“Uncle Simon, Uncle Simon!”

The twins, Georg and Barbara, scrambled down from the oak tree and ran with loud cries to Simon. The physician was their friend, and they knew that he was always ready for a game or a romp with them.

Anna Maria Kuisl, aroused by the noise, opened the front door. Simon looked at her, smiling a little stiffly, while the children tried to jump up on him to see what he had in the bundle over his shoulder. Although she was just about forty, the hangman’s wife was still an attractive woman, who with her raven-black hair and bushy eyebrows looked almost like his sister. Simon had often asked himself if she was not a distant relative of Jakob Kuisl’s. Since executioners were regarded as dishonorable and could only marry burghers’ daughters in exceptional circumstances, their families were often closely related by marriage. In the course of centuries whole dynasties of executioners had formed, and that of the Kuisls was the largest in Bavaria.
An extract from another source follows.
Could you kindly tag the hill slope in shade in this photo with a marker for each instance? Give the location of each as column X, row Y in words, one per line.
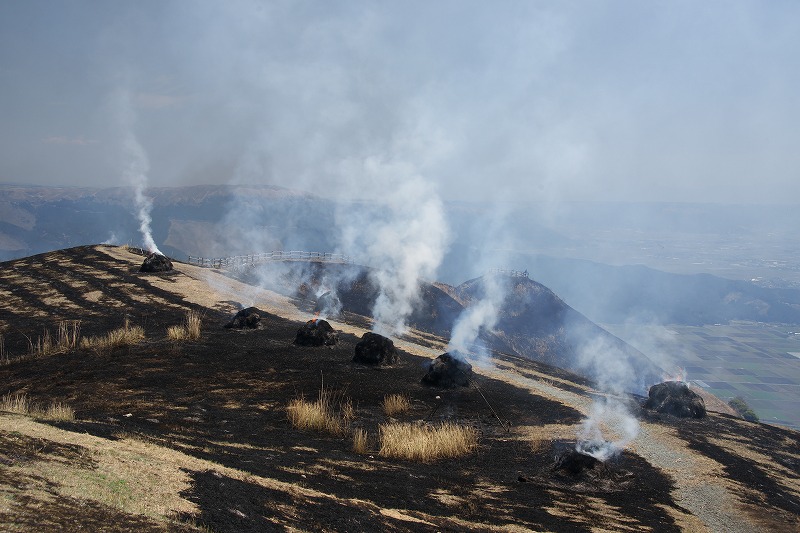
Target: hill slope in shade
column 194, row 436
Laughing, Anna Maria Kuisl came out to meet the physician, but when she noticed the bundle on his back, his warning glance, and his defensive gesture, she motioned to the children to leave.

“Georg, Barbara! Go and play behind the house. Uncle Simon and I have something to talk about.”

The children, grumbling, disappeared, and Simon was at last able to enter the room and lay the corpse on the kitchen bench. The cloth in which it was wrapped fell to the side. When Anna Maria saw the boy, she uttered a cry.

“My God, that’s Grimmer’s boy! What in the world has happened?”

Simon took a seat next to the bench and told her the story. Meanwhile Anna Maria poured him some wine mixed with water from an earthenware jug, which he drank in great gulps.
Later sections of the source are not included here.